Sesuatu mulai merasuki pikiran pemuda berambut spike itu, pikiran yang menuntunnya untuk tidak menemui ayah kandungnya tersebut tapi jika ia melakukan itu bagaimana nasib ayah yang selama ini ia anggap sebagai ayah kandungnya sendiri. Mengingat bagaimana ancaman ayah kandungnya kalau ia tak menyerahkan dirinya, ayah kandungnya akan menggugat dan tentu saja hukum yang akan main. Hidup mereka yang cukup pas-pasan tidak akan mungkin di perberat lagi dengan mendatangkan pengacara. Kalaupun dengan menyewa pengacara akan mereka lakukan, akankah mereka mampu memenangkan perkara dirinya.

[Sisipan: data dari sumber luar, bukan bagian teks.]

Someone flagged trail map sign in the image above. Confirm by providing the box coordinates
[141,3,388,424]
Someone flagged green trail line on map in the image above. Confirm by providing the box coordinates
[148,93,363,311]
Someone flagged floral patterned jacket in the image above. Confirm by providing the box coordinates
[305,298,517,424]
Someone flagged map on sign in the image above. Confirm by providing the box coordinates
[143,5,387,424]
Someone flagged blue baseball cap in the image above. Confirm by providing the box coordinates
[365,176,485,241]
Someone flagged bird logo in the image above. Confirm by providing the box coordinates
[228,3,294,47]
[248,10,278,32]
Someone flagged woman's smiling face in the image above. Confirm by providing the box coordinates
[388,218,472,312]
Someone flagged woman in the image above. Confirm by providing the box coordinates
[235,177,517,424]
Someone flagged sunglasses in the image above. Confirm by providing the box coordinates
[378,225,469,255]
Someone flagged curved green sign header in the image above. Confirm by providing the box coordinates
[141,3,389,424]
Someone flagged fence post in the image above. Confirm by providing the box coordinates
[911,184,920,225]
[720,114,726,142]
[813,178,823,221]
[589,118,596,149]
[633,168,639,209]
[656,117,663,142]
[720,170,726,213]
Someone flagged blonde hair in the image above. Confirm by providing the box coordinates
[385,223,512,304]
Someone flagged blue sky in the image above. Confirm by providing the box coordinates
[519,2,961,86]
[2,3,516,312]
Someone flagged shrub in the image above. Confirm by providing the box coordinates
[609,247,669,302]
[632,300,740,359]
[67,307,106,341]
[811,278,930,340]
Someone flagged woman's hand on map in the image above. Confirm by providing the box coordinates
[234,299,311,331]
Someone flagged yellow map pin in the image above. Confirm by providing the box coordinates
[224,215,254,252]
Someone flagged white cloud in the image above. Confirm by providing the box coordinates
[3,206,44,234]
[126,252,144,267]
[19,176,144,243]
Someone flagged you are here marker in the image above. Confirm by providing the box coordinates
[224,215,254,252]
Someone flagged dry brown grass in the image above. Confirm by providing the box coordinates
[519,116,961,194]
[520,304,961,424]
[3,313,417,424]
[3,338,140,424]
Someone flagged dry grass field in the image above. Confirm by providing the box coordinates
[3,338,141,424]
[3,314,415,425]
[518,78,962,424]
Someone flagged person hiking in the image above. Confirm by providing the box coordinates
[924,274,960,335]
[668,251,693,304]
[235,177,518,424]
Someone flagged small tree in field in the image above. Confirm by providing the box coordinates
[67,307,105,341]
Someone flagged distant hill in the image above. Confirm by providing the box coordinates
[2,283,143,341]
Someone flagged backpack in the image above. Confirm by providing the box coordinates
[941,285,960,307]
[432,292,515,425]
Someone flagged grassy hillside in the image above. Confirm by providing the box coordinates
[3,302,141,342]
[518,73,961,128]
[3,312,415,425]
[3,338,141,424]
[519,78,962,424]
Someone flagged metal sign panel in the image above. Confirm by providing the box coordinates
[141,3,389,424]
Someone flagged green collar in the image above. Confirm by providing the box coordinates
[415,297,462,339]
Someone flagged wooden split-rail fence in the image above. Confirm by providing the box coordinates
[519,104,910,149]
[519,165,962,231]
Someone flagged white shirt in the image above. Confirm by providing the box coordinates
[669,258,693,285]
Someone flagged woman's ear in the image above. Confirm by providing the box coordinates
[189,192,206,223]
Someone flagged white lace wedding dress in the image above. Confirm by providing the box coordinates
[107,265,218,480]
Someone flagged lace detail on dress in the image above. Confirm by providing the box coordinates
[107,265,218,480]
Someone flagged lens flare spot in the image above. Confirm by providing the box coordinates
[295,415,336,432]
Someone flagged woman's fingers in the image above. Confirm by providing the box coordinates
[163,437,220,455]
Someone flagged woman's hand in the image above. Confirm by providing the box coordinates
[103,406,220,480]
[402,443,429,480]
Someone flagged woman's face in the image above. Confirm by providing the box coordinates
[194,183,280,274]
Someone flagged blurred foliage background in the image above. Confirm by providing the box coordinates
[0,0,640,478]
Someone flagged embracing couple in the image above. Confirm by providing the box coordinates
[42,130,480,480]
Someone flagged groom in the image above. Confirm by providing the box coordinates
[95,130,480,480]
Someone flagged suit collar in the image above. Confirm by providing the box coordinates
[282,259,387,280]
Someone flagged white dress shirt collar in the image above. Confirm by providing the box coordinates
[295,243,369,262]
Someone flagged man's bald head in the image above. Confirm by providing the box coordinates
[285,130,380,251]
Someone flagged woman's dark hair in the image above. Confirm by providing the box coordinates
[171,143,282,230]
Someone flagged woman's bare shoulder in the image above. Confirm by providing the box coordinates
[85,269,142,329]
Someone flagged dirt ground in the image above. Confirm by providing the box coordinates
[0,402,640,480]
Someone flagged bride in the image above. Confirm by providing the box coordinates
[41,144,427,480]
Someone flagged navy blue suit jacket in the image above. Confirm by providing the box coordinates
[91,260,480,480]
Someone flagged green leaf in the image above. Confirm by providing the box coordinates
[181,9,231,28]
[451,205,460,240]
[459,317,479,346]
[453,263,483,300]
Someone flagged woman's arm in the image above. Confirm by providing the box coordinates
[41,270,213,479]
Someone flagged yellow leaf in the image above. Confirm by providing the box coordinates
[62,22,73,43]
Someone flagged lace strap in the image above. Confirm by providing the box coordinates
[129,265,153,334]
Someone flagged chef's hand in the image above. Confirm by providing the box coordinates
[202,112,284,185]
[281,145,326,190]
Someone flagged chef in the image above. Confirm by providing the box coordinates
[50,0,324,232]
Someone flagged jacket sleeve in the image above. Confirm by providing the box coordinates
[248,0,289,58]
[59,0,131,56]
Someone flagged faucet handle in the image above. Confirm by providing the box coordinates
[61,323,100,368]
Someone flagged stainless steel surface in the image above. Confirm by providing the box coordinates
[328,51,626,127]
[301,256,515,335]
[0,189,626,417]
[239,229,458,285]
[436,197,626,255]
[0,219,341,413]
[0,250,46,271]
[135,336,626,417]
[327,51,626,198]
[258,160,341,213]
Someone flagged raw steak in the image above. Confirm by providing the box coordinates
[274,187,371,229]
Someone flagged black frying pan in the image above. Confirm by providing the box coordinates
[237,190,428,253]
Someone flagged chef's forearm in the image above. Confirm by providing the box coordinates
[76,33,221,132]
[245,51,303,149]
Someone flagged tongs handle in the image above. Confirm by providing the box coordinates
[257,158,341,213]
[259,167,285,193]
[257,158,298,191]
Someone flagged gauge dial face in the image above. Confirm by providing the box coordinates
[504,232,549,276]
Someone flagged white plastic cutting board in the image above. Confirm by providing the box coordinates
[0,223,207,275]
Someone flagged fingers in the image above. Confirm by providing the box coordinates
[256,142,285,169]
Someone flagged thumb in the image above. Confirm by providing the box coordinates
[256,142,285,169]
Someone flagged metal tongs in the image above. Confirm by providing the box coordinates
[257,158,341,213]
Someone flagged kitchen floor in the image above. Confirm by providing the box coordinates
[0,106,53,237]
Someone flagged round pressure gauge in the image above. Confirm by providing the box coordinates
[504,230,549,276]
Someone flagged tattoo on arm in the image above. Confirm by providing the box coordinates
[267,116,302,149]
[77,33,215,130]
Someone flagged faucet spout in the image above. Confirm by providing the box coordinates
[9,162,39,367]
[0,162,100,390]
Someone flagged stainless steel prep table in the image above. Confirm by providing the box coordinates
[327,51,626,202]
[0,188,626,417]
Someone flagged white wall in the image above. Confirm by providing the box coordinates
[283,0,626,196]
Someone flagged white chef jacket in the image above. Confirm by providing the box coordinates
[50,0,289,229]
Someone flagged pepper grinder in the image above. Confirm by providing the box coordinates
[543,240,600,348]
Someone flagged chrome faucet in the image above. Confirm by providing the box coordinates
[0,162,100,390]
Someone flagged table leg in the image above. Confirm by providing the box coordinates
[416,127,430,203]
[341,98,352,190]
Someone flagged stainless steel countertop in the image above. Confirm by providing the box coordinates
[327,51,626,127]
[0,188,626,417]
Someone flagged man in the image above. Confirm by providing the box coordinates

Kematian sang ibu juga menjadi dalang masalah drama ini menimpanya. Kesedihan yang di tambah lagi dengan kedatangan sang ayah yang sungguh tak pernah di harapkan oleh pemuda berbibir tebal bawah itu. Tapi apa yang bisa dilakukannya, dia tak mungkin melawan takdir.
Jadi di sinilah dia, di bandara menuju Negara sang ayah yang begitu mati-matian ia benci karena tak pernah melakukan tugasnya sebagai seorang ayah. Dia gelisah bahkan sangat kentara kegelisahannya dari mata biru kucingnya yang terus bergerak kesana kemari.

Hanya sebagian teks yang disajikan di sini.